Launch a new instance

The launch wizard collects the model, the runtime preset, and a small set of scheduling choices. The default path is smart scheduling: you describe what you need, the scheduler picks the cheapest compatible capacity that fits.

Launch costs

Compute bills from the moment the instance transitions to running. Stop the instance when you are done to stop the meter.

Fields

FieldNotes
Hugging Face repoThe exact repo id, e.g. Qwen/Qwen3-VL-Embedding-2B. The catalog validates architecture, tokenizer, and approximate VRAM.
Serving namePublic model name used by the OpenAI endpoint. Lowercase, dashes, no spaces. Must be unique inside the account.
Workload kindchat (text generation) or embeddings (vector encoding).
Runtime presetbalanced, lower_vram, or long_context. The preset is fixed at launch time.
Context sizeDefaults to 0, which means the platform picks the model’s maximum context window automatically. Set an explicit value only when you want a smaller KV cache than the model supports.
Scheduling modeSmart (the default): the scheduler picks the best capacity for your constraints. Manual: you pick a specific GPU.
Smart constraintsOptional max hourly price, allowed regions, provider preference, allow spot, allow community. Ignored in manual mode.
FirewallOptional pre-prompt policy. Applies to chat workloads only.
Name & descriptionDisplay metadata for the workspace. Free text.

Runtime presets

The preset picks the runtime configuration. Three are available today. Pick balanced unless you have a specific reason to reach for the others.

PresetWhen to pick it
balancedDefault. bfloat16 weights, 0.9 GPU memory utilisation. Use when in doubt — it serves the broadest range of models cleanly.
lower_vramFP8 weights, 0.88 GPU memory utilisation. Prefer when the model is close to the GPU memory limit and you need a tighter fit.
long_context0.92 GPU memory utilisation, tuned for the model’s maximum context window. Pick this when the workload is dominated by long prompts.

The preset is fixed at launch time. Changing the underlying runtime configuration is not exposed in the wizard; if you need a non-default dtype, quantization, or tensor parallel size, switch to manual mode and override the values there.

Smart scheduling (default)

Smart mode replaces the GPU picker with a small set of constraints. At launch, the scheduler picks the cheapest compatible option that satisfies every constraint. The same constraints are re-evaluated on every start, so the same instance can run on different providers over time.

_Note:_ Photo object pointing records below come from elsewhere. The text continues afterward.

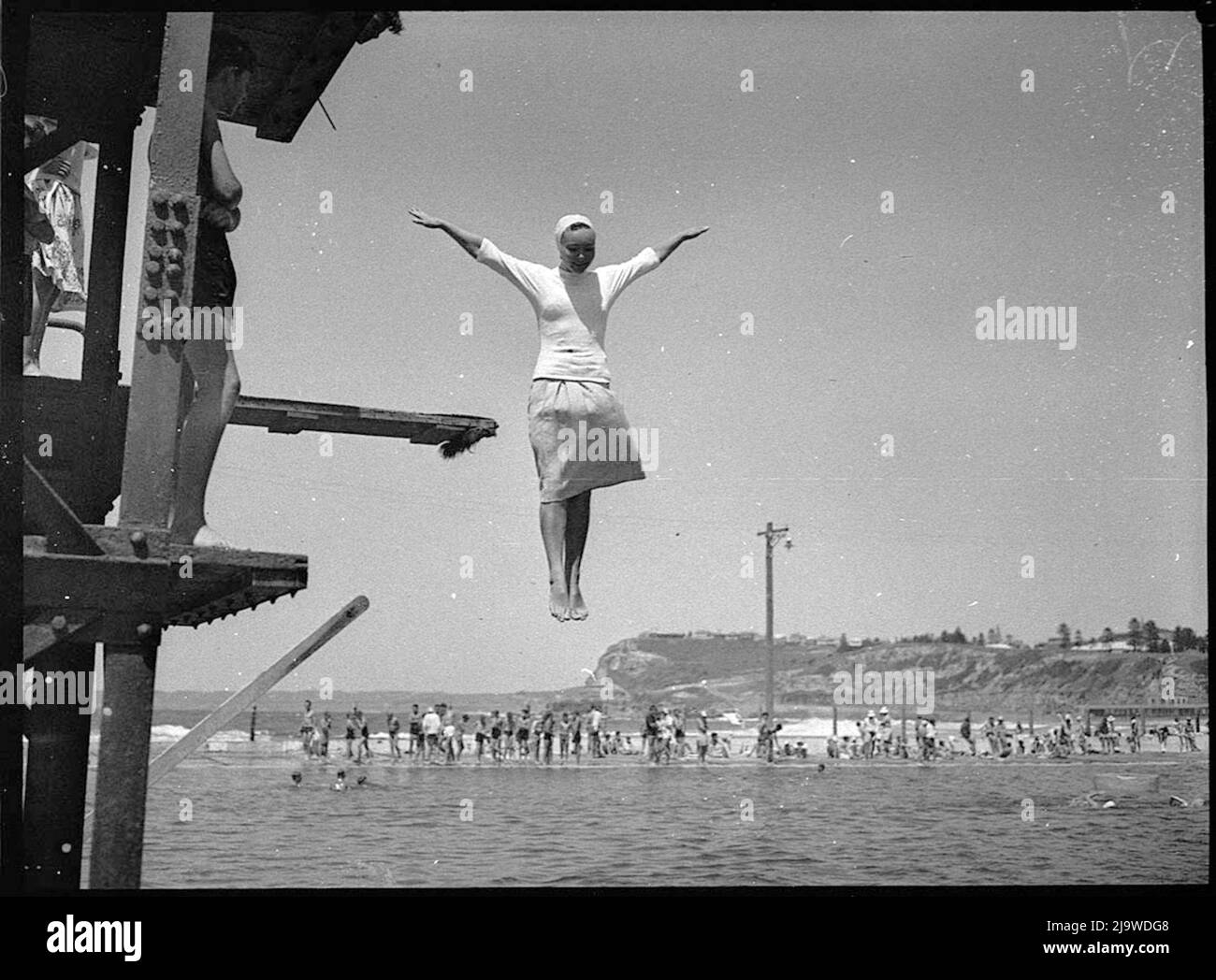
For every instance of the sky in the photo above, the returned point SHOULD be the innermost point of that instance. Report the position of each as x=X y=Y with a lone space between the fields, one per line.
x=813 y=360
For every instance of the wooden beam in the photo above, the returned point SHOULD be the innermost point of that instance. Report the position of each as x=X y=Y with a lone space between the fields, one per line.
x=56 y=774
x=255 y=688
x=293 y=416
x=150 y=454
x=60 y=630
x=64 y=531
x=315 y=65
x=121 y=793
x=15 y=318
x=109 y=243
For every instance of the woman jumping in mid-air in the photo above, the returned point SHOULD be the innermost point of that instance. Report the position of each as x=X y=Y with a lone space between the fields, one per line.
x=572 y=411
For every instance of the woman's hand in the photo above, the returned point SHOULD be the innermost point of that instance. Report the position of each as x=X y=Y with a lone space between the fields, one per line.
x=226 y=219
x=426 y=220
x=59 y=168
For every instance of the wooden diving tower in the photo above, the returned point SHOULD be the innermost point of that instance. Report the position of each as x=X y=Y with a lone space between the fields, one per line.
x=122 y=585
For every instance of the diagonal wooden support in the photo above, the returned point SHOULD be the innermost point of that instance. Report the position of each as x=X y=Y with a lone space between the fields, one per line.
x=255 y=688
x=64 y=531
x=117 y=838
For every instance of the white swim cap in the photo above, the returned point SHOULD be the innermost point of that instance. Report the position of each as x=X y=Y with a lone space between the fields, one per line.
x=566 y=220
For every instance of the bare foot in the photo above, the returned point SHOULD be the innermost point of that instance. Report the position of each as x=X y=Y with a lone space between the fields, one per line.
x=578 y=607
x=558 y=602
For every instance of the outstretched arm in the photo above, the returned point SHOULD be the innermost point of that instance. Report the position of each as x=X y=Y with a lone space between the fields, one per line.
x=470 y=242
x=667 y=248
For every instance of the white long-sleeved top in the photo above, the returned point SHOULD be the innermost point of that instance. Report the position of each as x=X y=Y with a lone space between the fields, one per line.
x=572 y=309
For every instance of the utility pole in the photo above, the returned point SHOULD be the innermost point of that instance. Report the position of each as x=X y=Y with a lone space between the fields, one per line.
x=771 y=535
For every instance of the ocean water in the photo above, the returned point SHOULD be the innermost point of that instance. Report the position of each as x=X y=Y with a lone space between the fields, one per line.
x=239 y=822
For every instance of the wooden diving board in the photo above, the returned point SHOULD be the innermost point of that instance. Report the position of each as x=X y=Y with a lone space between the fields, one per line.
x=291 y=416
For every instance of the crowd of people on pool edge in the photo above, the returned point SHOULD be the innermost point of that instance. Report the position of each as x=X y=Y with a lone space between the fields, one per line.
x=442 y=736
x=876 y=738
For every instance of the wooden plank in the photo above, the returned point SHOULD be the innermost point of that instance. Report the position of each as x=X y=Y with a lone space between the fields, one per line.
x=109 y=245
x=151 y=588
x=293 y=416
x=150 y=454
x=64 y=531
x=56 y=774
x=62 y=628
x=255 y=688
x=121 y=793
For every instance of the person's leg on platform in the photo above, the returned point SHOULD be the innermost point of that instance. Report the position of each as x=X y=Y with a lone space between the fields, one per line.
x=552 y=530
x=45 y=294
x=217 y=388
x=578 y=519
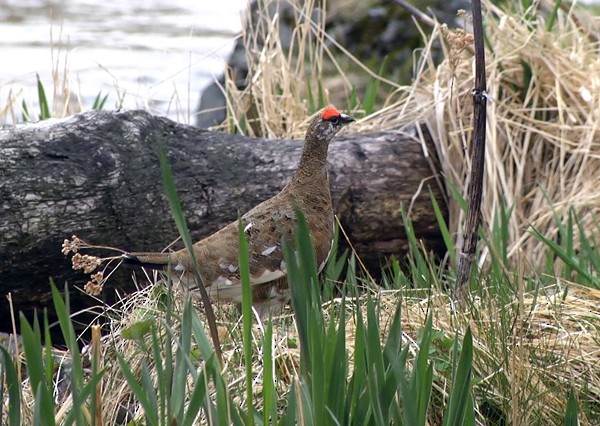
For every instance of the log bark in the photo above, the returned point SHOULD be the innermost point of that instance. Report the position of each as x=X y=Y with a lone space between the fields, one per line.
x=96 y=175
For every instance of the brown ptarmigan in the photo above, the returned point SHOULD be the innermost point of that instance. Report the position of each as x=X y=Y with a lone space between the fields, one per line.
x=265 y=226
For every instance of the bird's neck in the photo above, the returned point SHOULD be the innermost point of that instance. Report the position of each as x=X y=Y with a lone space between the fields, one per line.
x=312 y=168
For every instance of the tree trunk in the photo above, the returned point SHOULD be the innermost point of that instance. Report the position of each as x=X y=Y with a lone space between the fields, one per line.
x=96 y=175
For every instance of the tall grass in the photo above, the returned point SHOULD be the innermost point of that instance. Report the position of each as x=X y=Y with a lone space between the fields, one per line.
x=373 y=357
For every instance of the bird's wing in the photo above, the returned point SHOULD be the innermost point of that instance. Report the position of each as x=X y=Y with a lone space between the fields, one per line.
x=218 y=254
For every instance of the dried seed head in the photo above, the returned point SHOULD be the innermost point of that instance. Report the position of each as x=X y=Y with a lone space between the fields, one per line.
x=86 y=262
x=72 y=245
x=93 y=288
x=97 y=277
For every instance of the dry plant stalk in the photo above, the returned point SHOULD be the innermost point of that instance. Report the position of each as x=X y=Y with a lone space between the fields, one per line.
x=543 y=140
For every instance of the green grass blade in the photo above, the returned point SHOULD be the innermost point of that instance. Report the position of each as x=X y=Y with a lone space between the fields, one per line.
x=13 y=386
x=44 y=108
x=269 y=390
x=460 y=396
x=25 y=112
x=571 y=414
x=244 y=265
x=99 y=101
x=178 y=217
x=142 y=394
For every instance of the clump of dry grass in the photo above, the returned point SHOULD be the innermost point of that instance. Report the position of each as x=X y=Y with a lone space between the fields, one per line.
x=543 y=126
x=541 y=159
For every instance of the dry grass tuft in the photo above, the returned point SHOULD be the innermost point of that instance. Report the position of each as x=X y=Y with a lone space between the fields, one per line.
x=543 y=140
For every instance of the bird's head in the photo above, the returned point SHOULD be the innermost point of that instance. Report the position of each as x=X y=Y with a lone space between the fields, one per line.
x=327 y=123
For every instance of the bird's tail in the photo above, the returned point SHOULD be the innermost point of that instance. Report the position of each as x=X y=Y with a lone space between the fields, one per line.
x=149 y=260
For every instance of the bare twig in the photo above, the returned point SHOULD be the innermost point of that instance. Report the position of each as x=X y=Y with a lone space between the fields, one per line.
x=475 y=188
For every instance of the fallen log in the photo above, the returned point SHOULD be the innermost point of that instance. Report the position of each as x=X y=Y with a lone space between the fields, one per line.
x=96 y=175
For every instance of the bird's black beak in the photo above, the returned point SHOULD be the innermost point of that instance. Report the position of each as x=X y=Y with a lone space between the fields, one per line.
x=346 y=119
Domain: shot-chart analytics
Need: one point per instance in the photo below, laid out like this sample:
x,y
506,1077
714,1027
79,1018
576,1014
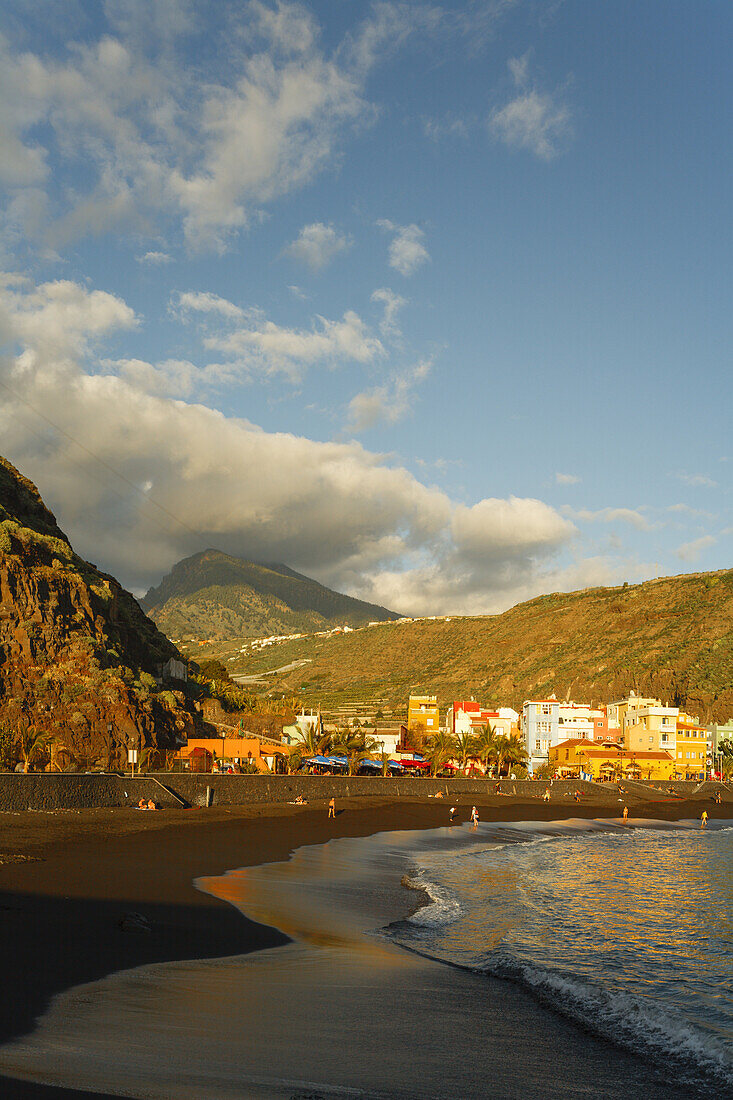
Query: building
x,y
718,733
610,760
547,722
423,714
467,716
691,747
648,726
616,712
230,750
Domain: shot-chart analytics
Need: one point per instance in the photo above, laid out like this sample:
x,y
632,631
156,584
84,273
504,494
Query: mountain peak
x,y
212,594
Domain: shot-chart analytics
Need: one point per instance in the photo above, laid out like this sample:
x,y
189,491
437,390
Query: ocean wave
x,y
442,908
656,1031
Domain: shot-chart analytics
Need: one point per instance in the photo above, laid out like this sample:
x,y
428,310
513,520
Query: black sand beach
x,y
68,879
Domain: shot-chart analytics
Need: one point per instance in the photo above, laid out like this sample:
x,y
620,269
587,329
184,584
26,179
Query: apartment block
x,y
423,713
467,716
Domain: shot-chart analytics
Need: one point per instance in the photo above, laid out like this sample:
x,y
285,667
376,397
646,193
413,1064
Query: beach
x,y
67,880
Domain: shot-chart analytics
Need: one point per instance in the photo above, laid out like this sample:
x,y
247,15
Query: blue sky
x,y
429,301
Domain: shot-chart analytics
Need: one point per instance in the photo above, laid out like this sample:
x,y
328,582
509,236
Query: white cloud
x,y
698,481
251,343
633,516
58,320
331,509
153,136
691,551
392,303
538,121
406,250
317,244
386,404
154,257
446,127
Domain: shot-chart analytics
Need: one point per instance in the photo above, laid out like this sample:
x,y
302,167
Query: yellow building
x,y
606,760
691,747
619,711
423,713
649,727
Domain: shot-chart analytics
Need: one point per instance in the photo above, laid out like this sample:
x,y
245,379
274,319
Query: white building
x,y
467,716
547,722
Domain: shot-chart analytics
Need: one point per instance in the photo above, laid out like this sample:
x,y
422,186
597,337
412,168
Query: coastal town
x,y
634,738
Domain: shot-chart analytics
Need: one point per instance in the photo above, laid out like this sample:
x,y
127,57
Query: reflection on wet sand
x,y
338,1012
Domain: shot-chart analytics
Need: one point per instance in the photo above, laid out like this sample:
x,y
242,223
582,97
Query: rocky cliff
x,y
78,658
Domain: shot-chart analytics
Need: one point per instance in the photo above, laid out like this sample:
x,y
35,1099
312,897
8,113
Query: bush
x,y
7,748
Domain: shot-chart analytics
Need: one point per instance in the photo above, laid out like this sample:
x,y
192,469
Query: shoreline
x,y
81,872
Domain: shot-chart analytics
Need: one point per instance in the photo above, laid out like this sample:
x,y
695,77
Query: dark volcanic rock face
x,y
77,655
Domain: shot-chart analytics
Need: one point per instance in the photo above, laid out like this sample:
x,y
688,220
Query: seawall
x,y
74,791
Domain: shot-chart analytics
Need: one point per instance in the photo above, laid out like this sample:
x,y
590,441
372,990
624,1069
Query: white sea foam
x,y
442,909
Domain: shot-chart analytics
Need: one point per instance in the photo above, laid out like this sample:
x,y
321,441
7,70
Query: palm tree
x,y
356,746
440,748
465,748
487,746
31,741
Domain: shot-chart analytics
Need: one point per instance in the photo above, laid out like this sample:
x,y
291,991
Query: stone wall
x,y
170,789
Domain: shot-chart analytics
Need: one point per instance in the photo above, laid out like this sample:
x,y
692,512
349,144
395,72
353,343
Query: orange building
x,y
266,755
611,760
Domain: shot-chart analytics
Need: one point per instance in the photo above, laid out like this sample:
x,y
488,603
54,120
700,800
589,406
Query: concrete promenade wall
x,y
72,791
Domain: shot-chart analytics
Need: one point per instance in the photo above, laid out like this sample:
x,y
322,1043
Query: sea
x,y
627,931
565,959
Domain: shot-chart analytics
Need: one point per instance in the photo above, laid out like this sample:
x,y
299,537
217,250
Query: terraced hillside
x,y
670,638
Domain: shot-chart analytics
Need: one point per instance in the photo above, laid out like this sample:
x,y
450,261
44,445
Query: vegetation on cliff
x,y
80,664
670,638
214,595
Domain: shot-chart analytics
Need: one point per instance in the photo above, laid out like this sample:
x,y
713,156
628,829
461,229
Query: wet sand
x,y
61,916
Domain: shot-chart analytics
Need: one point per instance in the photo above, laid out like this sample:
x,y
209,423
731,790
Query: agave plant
x,y
511,751
465,748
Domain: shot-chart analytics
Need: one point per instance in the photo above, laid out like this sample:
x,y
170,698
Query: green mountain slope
x,y
214,595
78,658
670,638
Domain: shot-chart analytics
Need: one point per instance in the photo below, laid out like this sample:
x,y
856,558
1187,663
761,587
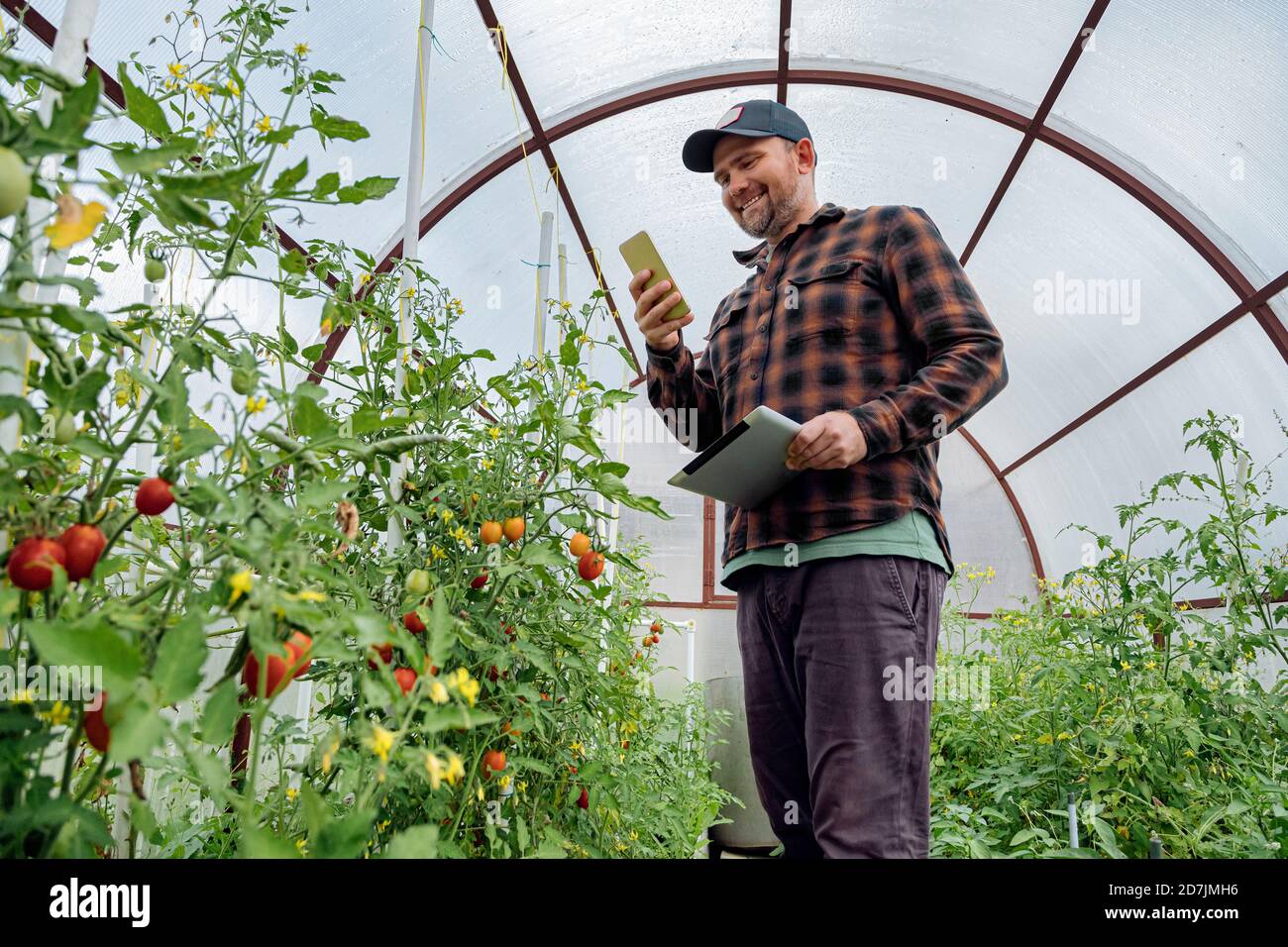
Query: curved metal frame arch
x,y
1034,129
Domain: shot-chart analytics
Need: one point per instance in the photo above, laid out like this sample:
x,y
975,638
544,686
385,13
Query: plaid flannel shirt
x,y
861,311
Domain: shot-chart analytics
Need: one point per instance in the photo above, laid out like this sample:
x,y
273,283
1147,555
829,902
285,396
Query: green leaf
x,y
222,184
194,442
219,714
179,209
180,656
138,732
312,420
133,159
366,189
326,184
141,107
259,843
288,178
335,127
344,838
13,403
84,393
88,642
417,841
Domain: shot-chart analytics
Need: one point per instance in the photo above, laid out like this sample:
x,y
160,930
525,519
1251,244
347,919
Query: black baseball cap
x,y
751,119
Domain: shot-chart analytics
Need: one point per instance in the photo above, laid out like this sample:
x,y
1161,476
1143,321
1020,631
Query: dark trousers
x,y
837,710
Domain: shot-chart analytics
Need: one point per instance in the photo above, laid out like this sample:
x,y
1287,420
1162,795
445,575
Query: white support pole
x,y
411,237
68,60
563,281
541,317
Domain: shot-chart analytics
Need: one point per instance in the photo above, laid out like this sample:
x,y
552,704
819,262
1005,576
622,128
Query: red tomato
x,y
590,565
84,544
154,497
97,732
385,654
303,652
406,678
278,674
31,564
493,761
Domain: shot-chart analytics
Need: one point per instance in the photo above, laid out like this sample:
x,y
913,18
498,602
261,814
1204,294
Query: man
x,y
862,326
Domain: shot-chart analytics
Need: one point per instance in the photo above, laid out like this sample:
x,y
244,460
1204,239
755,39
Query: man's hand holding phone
x,y
651,305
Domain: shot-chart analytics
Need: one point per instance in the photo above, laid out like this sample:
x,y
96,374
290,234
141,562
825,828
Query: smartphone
x,y
640,254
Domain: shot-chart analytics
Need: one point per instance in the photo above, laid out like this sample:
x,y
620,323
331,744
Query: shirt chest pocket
x,y
837,302
725,339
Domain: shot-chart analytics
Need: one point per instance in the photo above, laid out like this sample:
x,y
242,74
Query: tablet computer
x,y
746,464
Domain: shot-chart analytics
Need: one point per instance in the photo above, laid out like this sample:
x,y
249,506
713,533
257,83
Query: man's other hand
x,y
828,442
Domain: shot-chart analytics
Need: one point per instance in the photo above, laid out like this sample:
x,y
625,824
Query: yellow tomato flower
x,y
241,583
380,741
455,768
56,715
434,767
73,222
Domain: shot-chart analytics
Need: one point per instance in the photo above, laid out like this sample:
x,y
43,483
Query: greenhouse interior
x,y
361,501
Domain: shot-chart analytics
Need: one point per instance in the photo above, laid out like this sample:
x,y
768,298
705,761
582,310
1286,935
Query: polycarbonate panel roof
x,y
1141,159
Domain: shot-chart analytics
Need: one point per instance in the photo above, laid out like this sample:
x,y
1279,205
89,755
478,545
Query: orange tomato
x,y
579,544
590,565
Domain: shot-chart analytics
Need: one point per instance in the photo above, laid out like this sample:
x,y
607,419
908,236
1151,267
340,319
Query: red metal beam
x,y
1037,121
1012,499
542,142
1256,303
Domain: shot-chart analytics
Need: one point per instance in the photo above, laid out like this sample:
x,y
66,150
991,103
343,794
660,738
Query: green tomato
x,y
14,183
64,431
417,582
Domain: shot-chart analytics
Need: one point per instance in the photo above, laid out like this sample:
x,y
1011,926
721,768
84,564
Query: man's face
x,y
760,182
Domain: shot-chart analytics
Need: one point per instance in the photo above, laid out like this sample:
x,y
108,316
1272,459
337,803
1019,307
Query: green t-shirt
x,y
912,535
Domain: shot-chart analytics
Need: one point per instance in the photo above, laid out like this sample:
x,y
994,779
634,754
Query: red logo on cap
x,y
730,116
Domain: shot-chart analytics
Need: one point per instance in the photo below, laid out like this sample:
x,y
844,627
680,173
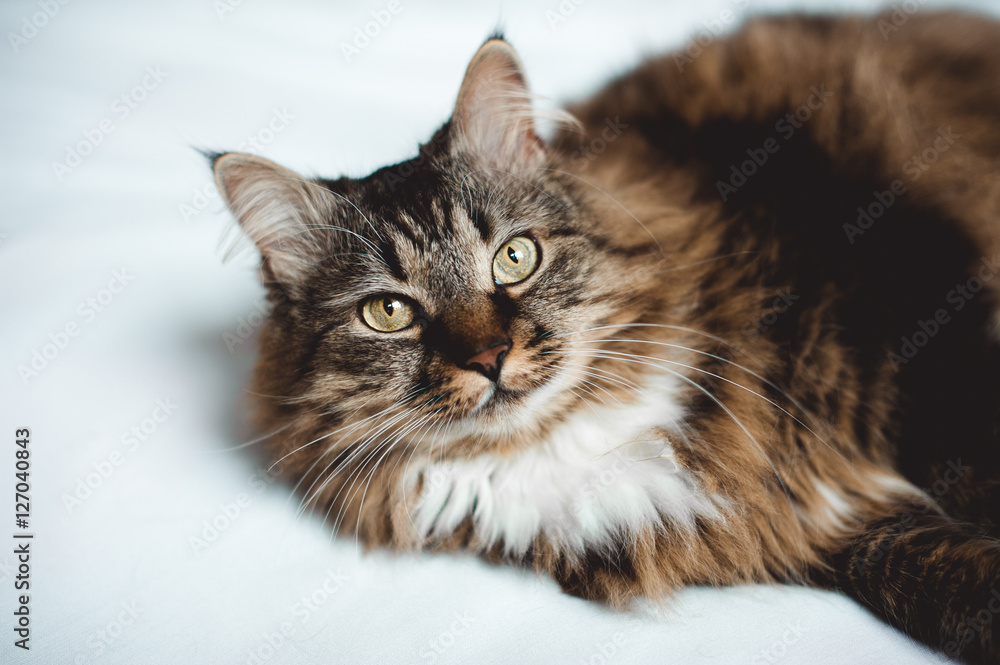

  • Max price: a hard ceiling in EUR/h. The scheduler never picks above it.
  • Region: pin to a single region or a list of allowed regions.
  • Provider preference: name a preferred provider, a list, or leave empty for cheapest.
  • Allow spot / allow community: include non-guaranteed capacity to lower cost.

Allowed regions

Use one of the following values for smart_region or smart_regions. Anything else is silently ignored.

ContinentAccepted values
Europeeu-west, eu-central, eu-north, europe
North Americaus-east, us-west, north-america
Asiaasia, ap-south, ap-northeast, ap-southeast
South Americasouth-america
Africaafrica
Oceaniaoceania

Re-selection on resume

If you change the constraints on a stopped instance, the next start uses the new constraints. The previous provider stays visible in the audit log so you can compare.

Smart is the right choice for almost every launch: the scheduler has visibility into capacity and pricing across every supported provider, and the constraints you set are the only thing you need to reason about. Manual mode is available below for the cases where you need it.

Manual scheduling

Manual mode skips the smart scheduler and lets you pick a specific GPU from the catalog. Use it when you need a fixed hardware profile (compliance, predictable latency), or when you want to override the runtime configuration that the preset would otherwise pick for you.

The cost is locked at launch from the catalog price snapshot, so manual mode does not move to a cheaper provider on its own. The cost only changes when you stop the instance and start it again.

Programmatic launch (API)

The same fields are accepted by the platform API. The frontend builds a CreateInstanceRequest payload and posts it to POST /instances. The example below uses the smart mode defaults:

curl
1curl -X POST https://api.qdiv0.com/v1/instances \
2  -H "Authorization: Bearer $QDIV0_API_KEY" \
3  -H "Content-Type: application/json" \
4  -d '{
5    "huggingface_repo_id": "Qwen/Qwen3-VL-Embedding-2B",
6    "serving_name": "qwen3-vl-2b-demo",
7    "workload_kind": "embeddings",
8    "runtime_preset": "balanced",
9    "scheduling_mode": "smart",
10    "smart_regions": ["eu-west"],
11    "smart_max_price_per_hour_usd": 2.5,
12    "name": "Embedding demo",
13    "description": "Sandbox for multimodal embeddings"
14  }'

After launch

The wizard redirects to the instance detail page. From there you can monitor the launch, attach a firewall, build a Smart Balancer that targets the instance, or attach a cron schedule to start and stop it on a cadence.